The Contemporary genre is a rather raw form of dance that moves away form traditional rules, yet may borrow styles and poses from a wide variety of dance genres. This style portrays the world through the eyes of the dancer’s interpretation of the music.
This pose is suitable for a wide range of ages, although you will find that most contemporary dancers are in their teen. Feet are turned out. The front foot is on high releve (see dance terminology post) and both legs are bent. The back is arched, causing the arms, torso and front leg to form an S curve. Photograph this from behind and to the side of the dancer.
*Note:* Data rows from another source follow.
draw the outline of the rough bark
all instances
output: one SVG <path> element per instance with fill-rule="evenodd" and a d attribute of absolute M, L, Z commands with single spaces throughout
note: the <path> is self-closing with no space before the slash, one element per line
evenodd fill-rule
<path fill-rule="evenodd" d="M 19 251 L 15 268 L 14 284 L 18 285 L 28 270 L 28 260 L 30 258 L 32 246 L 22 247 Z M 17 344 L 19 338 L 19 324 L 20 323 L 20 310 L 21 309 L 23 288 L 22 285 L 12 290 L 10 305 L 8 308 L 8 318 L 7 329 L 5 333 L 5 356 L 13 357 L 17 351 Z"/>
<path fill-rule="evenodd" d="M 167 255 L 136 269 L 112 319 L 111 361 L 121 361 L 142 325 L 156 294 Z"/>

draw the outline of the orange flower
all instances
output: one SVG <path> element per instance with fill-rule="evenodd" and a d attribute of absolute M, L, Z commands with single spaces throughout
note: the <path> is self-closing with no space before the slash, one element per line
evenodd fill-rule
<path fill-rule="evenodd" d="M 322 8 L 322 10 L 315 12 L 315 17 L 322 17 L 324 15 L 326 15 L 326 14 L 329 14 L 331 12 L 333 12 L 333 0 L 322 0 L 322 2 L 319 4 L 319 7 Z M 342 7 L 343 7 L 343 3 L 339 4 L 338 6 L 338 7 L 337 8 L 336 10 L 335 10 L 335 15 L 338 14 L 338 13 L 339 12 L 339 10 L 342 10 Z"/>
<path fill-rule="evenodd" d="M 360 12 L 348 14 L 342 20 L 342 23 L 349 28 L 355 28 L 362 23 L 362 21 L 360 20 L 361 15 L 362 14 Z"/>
This pose can be done smiling at the camera, with the focus off camera of with a very serious face. All are very contemporary. Have the dancer go down on one knee with the other leg extended to the side and turned out. Fingers are extended and the elbows are bent until the upper arms are, or are very nearly parallel with the floor. This pose does not work with low cut costumes for obvious reasons, but is a great contemporary pose if the costume has a high neckline.
A fun pose that borrows from Jazz. Works well for younger dancers. One leg is crossed behind the other. Pop the heel up high on the back foot. Both legs are turned out. NEVER have the feet face inwards. Both knees are slightly bent. Arms are down and bent at apporximately 90 degrees at the elbows. Fingers splayed like this are known as ‘jazz hands.’ Big smile for Grandma.